I would get glances back from Mazen and others that showed there was trouble. The boss was mad that I was there. People stopped talking to me. The room became quiet as the conversation Mazen was having dominated the air. I couldn't run, I had no idea where I was and there were men with guns all around me. And if I stayed, what could happen? I resolved to keep smiling, although my lips must have been clearly trembling.

When Mazen finally approached me, I knew he was upset and very anxious. He had not foreseen that bringing me to this terrorist compound would be problematic. I would have to pay. My green journo blood was not ready for this.

Mazen had negotiated to have pictures taken of me with members of the terrorist group. That way, he said, if the Israelis saw them, they would perceive me as a Palestinian ally or spy -- and that wouldn't translate well for me.

The terrorists sat me on a couch and members gathered jovially on both sides of me, with their arms around me in semi-hug position while strapping a big gun across my chest. I was told it was an M-16, but later someone told me that was an Israeli gun so that was unlikely. They told me to smile for the camera, and I did. They took several shots and in a minute it was over. We never did get the footage Mazen promised, but we did get out of there alive.

In the morning, when I wanted to go back to Jerusalem it prompted an argument between Mazen and my host. He looked concerned. Had Mazen felt he showed me too much, said too much, would I compromise him in any way?

"You send me a passport when you get back to Canada, yes?" my host asked.

"Yes," I said, fully knowing I was lying.

She turned to Mazen and they called a taxi to pick me up. Before I got into the car, Mazen handed me a beige envelope. They were the photos. Twenty-four-hour, around-the-clock photo developing was surprisingly available in Hebron, and there I was, smiling with a bunch of terrorists.

When I got back to Jerusalem, I confided in a Canadian CBC correspondent, Neil MacDonald, and told him what happened. Once I showed him the pictures he told me to get the eff out of the country as soon as possible. He told me to leave the photos with him because the Israelis would check my luggage at the airport, and if they found those pictures there would be trouble for me. I left them with him and left the country the next day.

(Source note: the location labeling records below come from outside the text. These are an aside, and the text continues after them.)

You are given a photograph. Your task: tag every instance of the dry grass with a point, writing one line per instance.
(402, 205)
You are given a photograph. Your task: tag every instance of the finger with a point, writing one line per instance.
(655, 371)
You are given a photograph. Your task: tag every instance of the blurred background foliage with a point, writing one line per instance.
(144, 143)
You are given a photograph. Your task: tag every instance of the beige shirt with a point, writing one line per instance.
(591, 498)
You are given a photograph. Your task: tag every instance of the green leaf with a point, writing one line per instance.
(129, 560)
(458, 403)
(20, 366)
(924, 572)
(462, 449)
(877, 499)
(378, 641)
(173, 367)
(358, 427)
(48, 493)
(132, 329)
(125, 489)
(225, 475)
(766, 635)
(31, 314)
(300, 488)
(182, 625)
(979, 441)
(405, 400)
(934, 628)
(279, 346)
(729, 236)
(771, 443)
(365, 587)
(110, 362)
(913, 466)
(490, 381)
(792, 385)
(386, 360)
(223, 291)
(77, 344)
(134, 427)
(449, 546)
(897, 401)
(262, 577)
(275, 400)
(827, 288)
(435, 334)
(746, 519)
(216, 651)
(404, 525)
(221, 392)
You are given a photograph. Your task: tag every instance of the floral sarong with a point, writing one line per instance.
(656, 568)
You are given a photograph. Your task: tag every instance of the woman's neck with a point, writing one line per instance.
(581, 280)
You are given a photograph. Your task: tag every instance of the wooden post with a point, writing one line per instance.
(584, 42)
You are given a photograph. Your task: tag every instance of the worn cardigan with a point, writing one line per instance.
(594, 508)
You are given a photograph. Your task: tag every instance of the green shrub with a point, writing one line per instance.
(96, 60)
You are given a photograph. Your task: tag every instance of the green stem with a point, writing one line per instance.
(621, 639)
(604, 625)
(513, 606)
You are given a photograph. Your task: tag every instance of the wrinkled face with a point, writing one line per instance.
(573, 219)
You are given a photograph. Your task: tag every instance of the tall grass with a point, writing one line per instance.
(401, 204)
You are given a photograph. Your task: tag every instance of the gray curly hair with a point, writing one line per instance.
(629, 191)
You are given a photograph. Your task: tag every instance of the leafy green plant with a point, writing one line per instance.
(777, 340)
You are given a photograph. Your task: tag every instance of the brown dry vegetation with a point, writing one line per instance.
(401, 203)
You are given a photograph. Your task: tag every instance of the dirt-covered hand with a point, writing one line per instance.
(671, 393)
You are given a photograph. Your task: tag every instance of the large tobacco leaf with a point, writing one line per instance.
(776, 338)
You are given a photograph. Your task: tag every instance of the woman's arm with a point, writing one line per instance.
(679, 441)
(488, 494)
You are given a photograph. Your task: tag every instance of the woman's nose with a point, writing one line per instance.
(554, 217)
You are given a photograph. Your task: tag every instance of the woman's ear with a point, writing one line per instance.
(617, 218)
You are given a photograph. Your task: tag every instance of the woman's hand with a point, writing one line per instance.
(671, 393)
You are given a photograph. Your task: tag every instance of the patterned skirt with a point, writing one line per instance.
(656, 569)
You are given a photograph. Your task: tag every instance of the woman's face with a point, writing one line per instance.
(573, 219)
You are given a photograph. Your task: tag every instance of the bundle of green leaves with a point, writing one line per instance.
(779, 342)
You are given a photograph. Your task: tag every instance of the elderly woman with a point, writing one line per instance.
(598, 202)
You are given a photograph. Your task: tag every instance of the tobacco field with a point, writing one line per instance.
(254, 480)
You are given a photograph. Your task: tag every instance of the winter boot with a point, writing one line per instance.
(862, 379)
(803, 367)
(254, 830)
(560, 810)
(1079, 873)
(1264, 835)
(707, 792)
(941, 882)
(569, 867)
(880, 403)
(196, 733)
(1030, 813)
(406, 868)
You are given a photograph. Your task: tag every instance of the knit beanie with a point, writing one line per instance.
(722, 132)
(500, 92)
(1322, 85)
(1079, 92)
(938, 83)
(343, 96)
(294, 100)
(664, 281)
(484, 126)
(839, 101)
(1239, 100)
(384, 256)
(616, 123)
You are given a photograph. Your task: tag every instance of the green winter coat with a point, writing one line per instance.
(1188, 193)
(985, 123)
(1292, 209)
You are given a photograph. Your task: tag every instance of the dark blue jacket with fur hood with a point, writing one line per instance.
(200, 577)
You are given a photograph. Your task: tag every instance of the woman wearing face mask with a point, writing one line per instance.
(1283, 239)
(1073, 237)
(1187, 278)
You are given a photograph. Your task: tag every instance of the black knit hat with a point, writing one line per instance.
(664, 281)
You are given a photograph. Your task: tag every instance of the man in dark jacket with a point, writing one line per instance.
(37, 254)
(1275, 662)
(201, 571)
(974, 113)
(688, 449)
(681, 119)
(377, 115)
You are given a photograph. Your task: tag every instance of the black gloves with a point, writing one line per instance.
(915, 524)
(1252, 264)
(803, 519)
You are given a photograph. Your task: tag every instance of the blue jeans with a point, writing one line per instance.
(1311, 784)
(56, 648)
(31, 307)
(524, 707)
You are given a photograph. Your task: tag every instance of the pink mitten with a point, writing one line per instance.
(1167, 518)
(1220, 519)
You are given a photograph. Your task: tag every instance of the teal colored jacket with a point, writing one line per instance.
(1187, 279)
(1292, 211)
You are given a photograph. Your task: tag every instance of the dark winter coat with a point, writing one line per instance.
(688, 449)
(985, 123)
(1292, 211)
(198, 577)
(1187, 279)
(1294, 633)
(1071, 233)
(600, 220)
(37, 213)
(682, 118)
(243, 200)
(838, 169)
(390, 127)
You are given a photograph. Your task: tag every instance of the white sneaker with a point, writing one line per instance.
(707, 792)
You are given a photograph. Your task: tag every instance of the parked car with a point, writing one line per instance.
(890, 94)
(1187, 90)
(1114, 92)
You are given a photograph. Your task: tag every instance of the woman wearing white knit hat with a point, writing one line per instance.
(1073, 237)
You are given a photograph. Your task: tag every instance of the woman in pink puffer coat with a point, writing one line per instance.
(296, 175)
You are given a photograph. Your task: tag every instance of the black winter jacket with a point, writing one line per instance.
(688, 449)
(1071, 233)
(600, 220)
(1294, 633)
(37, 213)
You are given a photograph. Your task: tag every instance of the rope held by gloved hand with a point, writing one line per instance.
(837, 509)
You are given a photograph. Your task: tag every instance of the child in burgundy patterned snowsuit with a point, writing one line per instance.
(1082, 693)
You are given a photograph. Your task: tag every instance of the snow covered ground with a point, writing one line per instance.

I cried in relief when the plane landed on Canadian soil. The compound I was in was hit by Israelis just days later. I later learned that the Israelis had their eyes on that compound for awhile, lucky for me I wasn't in it when it went boom.

I called the RCMP and had a debrief on what had happened. They asked if I recognized certain faces but I couldn't remember, it was all a blur.

Mazen was killed in 2003 while working in Iraq. U.S. forces thought his video camera was a grenade launcher. There are theories that the U.S. knew who they were shooting, and that the soldiers had been conversing with him right before they shot him.

This story ends here. I went on to go to other war zones. My gut got stronger, and so did my smile.